Complément d’information
Le 27 janvier, dans le district de l'Aceh-Nord, la police a arrêté 12 transgenres et fermé cinq salons de beauté qui les emploient, des habitants du secteur s'étant plaints de leurs activités. La police leur a également coupé les cheveux et les a obligés à porter des vêtements d'hommes durant les descentes.

Quelques semaines auparavant, le 17 décembre 2017, des habitants et des organisations ont fait irruption dans un hôtel et remis six transgenres à des représentants de l’ordre public. Ils avaient appris qu'un concours de beauté transgenre avait lieu et, selon eux, un tel événement est contraire à la charia (loi islamique), en vigueur en Aceh.
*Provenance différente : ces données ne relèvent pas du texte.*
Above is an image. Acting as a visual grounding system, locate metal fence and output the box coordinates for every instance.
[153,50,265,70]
En mai 2017, dans le cadre d'une autre violation de l'interdiction absolue de la torture et d'autres traitements cruels, inhumains et dégradants, deux hommes ont reçu 83 coups de canne chacun, en public, après avoir été déclarés coupables par le tribunal de la charia de Banda Aceh de relations sexuelles consenties entre personnes du même sexe (liwath), au titre du Code pénal islamique de l'Aceh. Bien que des règlements régissant l’application de la charia sont en vigueur en Aceh depuis l’adoption de la Loi spéciale relative à l’autonomie en 2001 et sont appliqués par des tribunaux islamiques, c'est la première fois que des homosexuels recevaient des coups de canne au titre de la charia dans cette province.

Des organisations de défense des droits des LGBTI font l’objet de poursuites dans d'autres régions du pays. Le 25 mai 2017, 141 hommes ont été arrêtés dans le district Nord de Djakarta après avoir participé à ce que la police a décrit comme une « partie fine homosexuelle ». Le lendemain, 126 d’entre eux ont été relâchés et 10 inculpés d'avoir fourni des « services pornographiques » en vertu de la Loi n° 44/2008 relative à la pornographie.

À l'exception de l'Aceh, les relations consenties entre personnes de même sexe ne constituent pas des infractions au Code pénal indonésien. Cependant, venant s’ajouter à un environnement déjà hostile envers les LGBTI en Indonésie, un projet d’amendement du Code pénal qui érigerait en infraction ce type de relations a été soumis par un groupe de législateurs de la Chambre des représentants.